La première chanson de The Leather Lemon, « Blue Nude (Reclined) », est en quelque sorte une pièce maîtresse. Sa ligne de basse hypnotique à deux notes ne change que rarement, voire jamais, mais sa pulsation minimaliste fournit une toile texturée sur laquelle le saxophone de Jaffe se déchaîne, tandis que les claquements de mains de la boîte à rythmes claquent et claquent, et que Torres truffe la chanson de déclarations ludiques et obliques comme « French kiss to keep the peace ». Mais il a à la fois une direction et un élan, structuré pour le jeu en club autant que pour les écouteurs – tant que P.E. continue à avancer, il n’y a aucune raison pour que vous vous arrêtiez.

Alors que Person ressemblait en grande partie à une réduction des idées musicales destinées à des mixes de 12 pouces – ou à des fragments de ces mixes – les morceaux de The Leather Lemon semblent plus serrés et plus rationalisés, même si le groupe évite largement les structures de chansons conventionnelles. La plupart du temps, en effet, le banger industriel funk-and-clang « Contradiction of Wants » comprend en fait deux véritables ponts. Et la superbe pièce maîtresse de l’album, l’élégante ballade sophistiquée et pop « Tears in the Rain », avec Andrew Savage de Parquet Courts, est le P.E. le plus adaptable, embrassant une sorte de beauté élégante qui semble à la fois fraîche et fidèle à leur esthétique. C’est sublime.

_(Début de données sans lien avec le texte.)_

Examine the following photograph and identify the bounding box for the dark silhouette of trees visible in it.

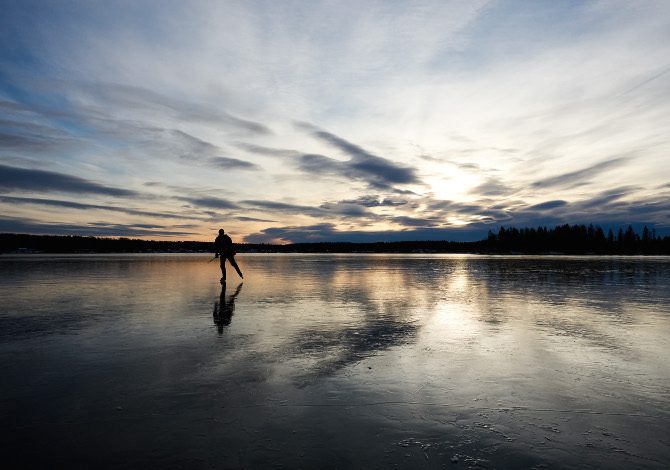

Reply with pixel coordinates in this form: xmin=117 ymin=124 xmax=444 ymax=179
xmin=0 ymin=224 xmax=670 ymax=255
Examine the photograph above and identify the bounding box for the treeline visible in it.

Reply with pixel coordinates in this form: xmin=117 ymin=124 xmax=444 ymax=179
xmin=484 ymin=224 xmax=670 ymax=255
xmin=0 ymin=224 xmax=670 ymax=255
xmin=0 ymin=233 xmax=212 ymax=253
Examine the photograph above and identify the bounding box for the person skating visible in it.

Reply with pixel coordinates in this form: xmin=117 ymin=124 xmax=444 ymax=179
xmin=214 ymin=229 xmax=244 ymax=283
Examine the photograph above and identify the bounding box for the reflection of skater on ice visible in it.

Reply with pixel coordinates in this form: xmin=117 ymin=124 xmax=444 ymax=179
xmin=212 ymin=282 xmax=242 ymax=334
xmin=214 ymin=229 xmax=244 ymax=283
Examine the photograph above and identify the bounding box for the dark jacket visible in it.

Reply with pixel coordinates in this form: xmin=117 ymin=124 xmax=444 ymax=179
xmin=214 ymin=233 xmax=235 ymax=256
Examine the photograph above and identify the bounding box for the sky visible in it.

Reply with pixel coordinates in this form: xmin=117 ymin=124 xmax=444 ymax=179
xmin=0 ymin=0 xmax=670 ymax=243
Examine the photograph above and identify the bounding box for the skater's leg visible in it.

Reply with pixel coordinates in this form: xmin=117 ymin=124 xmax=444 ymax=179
xmin=228 ymin=256 xmax=244 ymax=279
xmin=221 ymin=256 xmax=231 ymax=282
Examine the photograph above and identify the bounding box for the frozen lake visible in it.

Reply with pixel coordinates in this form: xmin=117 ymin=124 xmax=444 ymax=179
xmin=0 ymin=255 xmax=670 ymax=469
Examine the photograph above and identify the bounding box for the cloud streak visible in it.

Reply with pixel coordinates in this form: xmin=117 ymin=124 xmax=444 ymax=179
xmin=0 ymin=165 xmax=138 ymax=197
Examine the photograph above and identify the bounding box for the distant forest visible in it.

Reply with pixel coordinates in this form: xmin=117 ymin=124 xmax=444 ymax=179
xmin=0 ymin=224 xmax=670 ymax=255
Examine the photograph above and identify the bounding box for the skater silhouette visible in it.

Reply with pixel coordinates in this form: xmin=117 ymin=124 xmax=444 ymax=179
xmin=214 ymin=229 xmax=244 ymax=284
xmin=212 ymin=282 xmax=242 ymax=334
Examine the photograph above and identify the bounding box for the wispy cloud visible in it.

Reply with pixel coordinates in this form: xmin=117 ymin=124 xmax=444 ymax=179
xmin=0 ymin=165 xmax=138 ymax=197
xmin=532 ymin=157 xmax=631 ymax=188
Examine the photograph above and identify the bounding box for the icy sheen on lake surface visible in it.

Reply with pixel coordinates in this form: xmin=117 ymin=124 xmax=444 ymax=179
xmin=0 ymin=255 xmax=670 ymax=469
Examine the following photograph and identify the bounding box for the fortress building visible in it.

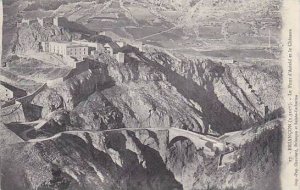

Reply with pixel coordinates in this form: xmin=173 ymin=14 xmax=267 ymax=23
xmin=37 ymin=17 xmax=53 ymax=27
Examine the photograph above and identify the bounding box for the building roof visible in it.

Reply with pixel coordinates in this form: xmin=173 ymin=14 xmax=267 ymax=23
xmin=0 ymin=81 xmax=26 ymax=92
xmin=50 ymin=41 xmax=88 ymax=47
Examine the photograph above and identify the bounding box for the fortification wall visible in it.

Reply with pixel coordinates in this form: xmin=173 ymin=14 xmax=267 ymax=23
xmin=0 ymin=102 xmax=26 ymax=123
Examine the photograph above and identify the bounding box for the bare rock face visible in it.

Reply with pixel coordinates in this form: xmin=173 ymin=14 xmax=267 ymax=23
xmin=0 ymin=121 xmax=281 ymax=190
xmin=1 ymin=131 xmax=182 ymax=190
xmin=147 ymin=53 xmax=282 ymax=130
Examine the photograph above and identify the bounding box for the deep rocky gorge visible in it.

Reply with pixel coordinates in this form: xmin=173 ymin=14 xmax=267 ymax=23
xmin=0 ymin=16 xmax=281 ymax=190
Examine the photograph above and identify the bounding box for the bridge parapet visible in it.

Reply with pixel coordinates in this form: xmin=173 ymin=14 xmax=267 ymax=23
xmin=169 ymin=128 xmax=226 ymax=155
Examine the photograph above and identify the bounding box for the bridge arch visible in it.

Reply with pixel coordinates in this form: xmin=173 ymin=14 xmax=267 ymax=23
xmin=168 ymin=128 xmax=225 ymax=155
xmin=167 ymin=136 xmax=199 ymax=150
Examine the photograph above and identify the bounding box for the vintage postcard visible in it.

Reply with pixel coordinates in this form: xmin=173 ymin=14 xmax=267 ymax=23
xmin=0 ymin=0 xmax=300 ymax=190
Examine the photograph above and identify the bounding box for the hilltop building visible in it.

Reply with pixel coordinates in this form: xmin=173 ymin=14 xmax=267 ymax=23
xmin=49 ymin=42 xmax=89 ymax=57
xmin=41 ymin=40 xmax=125 ymax=63
xmin=114 ymin=52 xmax=125 ymax=63
xmin=0 ymin=81 xmax=27 ymax=101
xmin=37 ymin=17 xmax=53 ymax=27
xmin=21 ymin=18 xmax=38 ymax=25
xmin=103 ymin=42 xmax=120 ymax=56
xmin=98 ymin=31 xmax=124 ymax=41
xmin=53 ymin=17 xmax=66 ymax=27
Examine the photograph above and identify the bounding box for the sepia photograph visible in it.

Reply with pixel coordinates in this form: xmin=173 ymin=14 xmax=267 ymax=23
xmin=0 ymin=0 xmax=300 ymax=190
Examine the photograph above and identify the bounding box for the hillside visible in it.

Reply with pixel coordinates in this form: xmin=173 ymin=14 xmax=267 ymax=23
xmin=0 ymin=0 xmax=283 ymax=190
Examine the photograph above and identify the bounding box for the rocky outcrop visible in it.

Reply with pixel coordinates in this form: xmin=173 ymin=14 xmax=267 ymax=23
xmin=0 ymin=120 xmax=281 ymax=190
xmin=148 ymin=52 xmax=282 ymax=130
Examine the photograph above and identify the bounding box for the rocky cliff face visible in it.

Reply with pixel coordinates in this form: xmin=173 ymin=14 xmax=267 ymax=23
xmin=0 ymin=120 xmax=281 ymax=190
xmin=148 ymin=52 xmax=282 ymax=130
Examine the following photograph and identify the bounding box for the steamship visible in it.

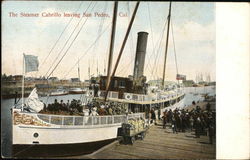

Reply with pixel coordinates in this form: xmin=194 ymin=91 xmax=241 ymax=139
xmin=12 ymin=2 xmax=185 ymax=157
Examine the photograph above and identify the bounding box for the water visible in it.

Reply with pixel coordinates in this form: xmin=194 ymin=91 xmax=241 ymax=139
xmin=1 ymin=86 xmax=215 ymax=157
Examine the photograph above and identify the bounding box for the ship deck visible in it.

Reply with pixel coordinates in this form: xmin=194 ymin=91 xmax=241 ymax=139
xmin=67 ymin=121 xmax=216 ymax=159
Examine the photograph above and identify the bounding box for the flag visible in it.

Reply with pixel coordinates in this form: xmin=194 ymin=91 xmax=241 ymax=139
xmin=24 ymin=55 xmax=39 ymax=73
xmin=26 ymin=88 xmax=43 ymax=112
xmin=176 ymin=74 xmax=186 ymax=80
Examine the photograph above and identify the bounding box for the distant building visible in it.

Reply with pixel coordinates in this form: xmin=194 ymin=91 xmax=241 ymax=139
xmin=35 ymin=84 xmax=51 ymax=89
xmin=60 ymin=79 xmax=69 ymax=83
xmin=182 ymin=80 xmax=195 ymax=87
xmin=147 ymin=79 xmax=174 ymax=87
xmin=208 ymin=82 xmax=216 ymax=86
xmin=49 ymin=77 xmax=59 ymax=82
xmin=12 ymin=75 xmax=23 ymax=82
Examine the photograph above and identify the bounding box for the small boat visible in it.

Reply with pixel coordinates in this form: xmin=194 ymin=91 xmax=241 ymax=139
xmin=49 ymin=89 xmax=68 ymax=96
xmin=69 ymin=88 xmax=86 ymax=94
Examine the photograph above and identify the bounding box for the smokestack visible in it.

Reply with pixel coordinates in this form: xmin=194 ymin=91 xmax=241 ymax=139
xmin=134 ymin=32 xmax=148 ymax=80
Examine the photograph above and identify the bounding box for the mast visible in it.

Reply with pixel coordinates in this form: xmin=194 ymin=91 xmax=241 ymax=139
xmin=106 ymin=1 xmax=118 ymax=89
xmin=104 ymin=1 xmax=140 ymax=101
xmin=162 ymin=1 xmax=171 ymax=88
xmin=22 ymin=53 xmax=25 ymax=111
xmin=78 ymin=58 xmax=81 ymax=87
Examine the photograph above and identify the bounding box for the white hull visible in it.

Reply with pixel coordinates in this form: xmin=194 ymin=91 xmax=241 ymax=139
xmin=13 ymin=125 xmax=121 ymax=144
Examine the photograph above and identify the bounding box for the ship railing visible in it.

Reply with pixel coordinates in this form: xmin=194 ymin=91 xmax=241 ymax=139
xmin=128 ymin=113 xmax=145 ymax=119
xmin=19 ymin=113 xmax=145 ymax=127
xmin=98 ymin=91 xmax=119 ymax=98
xmin=34 ymin=114 xmax=127 ymax=126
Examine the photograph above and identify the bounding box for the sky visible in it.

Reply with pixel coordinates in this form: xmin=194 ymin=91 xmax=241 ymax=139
xmin=2 ymin=1 xmax=216 ymax=80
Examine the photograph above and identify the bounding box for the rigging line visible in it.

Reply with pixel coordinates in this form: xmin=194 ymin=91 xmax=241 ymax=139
xmin=91 ymin=2 xmax=107 ymax=71
xmin=40 ymin=2 xmax=83 ymax=68
xmin=170 ymin=18 xmax=179 ymax=74
xmin=151 ymin=17 xmax=167 ymax=79
xmin=127 ymin=2 xmax=134 ymax=73
xmin=146 ymin=17 xmax=167 ymax=79
xmin=48 ymin=3 xmax=96 ymax=77
xmin=45 ymin=2 xmax=92 ymax=76
xmin=147 ymin=2 xmax=156 ymax=80
xmin=64 ymin=23 xmax=111 ymax=78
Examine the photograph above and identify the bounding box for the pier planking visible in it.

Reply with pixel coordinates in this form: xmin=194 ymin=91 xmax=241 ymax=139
xmin=71 ymin=122 xmax=216 ymax=159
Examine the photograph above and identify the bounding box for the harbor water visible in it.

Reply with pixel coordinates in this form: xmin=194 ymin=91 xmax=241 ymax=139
xmin=1 ymin=86 xmax=216 ymax=157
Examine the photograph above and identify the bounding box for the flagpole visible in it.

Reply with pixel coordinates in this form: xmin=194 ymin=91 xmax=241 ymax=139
xmin=22 ymin=53 xmax=25 ymax=111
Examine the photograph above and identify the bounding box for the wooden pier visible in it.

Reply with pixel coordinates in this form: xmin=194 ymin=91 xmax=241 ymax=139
xmin=67 ymin=122 xmax=216 ymax=159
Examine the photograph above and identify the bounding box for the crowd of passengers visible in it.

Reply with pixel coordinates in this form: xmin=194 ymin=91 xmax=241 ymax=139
xmin=41 ymin=99 xmax=126 ymax=115
xmin=162 ymin=102 xmax=216 ymax=143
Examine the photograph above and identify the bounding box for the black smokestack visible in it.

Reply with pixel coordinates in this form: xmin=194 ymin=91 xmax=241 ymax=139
xmin=134 ymin=32 xmax=148 ymax=79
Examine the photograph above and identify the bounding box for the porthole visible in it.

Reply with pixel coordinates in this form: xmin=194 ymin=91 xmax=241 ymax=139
xmin=33 ymin=133 xmax=39 ymax=138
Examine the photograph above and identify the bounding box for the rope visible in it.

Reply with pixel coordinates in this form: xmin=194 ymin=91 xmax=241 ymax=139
xmin=91 ymin=2 xmax=107 ymax=76
xmin=170 ymin=21 xmax=179 ymax=74
xmin=45 ymin=2 xmax=92 ymax=77
xmin=48 ymin=3 xmax=96 ymax=77
xmin=61 ymin=23 xmax=111 ymax=78
xmin=152 ymin=17 xmax=167 ymax=78
xmin=40 ymin=2 xmax=83 ymax=74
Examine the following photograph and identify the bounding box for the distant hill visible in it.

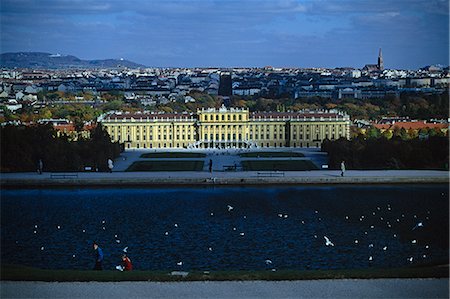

Bien que P.E. se soit plongé dans le groove hypnotique, il y a encore beaucoup de choses sur The Leather Lemon qui témoignent de leurs origines imprévisibles et expérimentales, que ce soit la cacophonie percussive de  » New Kind of Zen « , le morceau de piano ambiant  » 86ed  » ou le minimalisme breakbeat de  » Lying With the Wolf « . Dans leurs moments les plus étranges ou les plus propulsifs, il y a une physicalité qui semble suggérer que leur acronyme n’est pas limité à une signification littérale. P.E. est toujours en mouvement.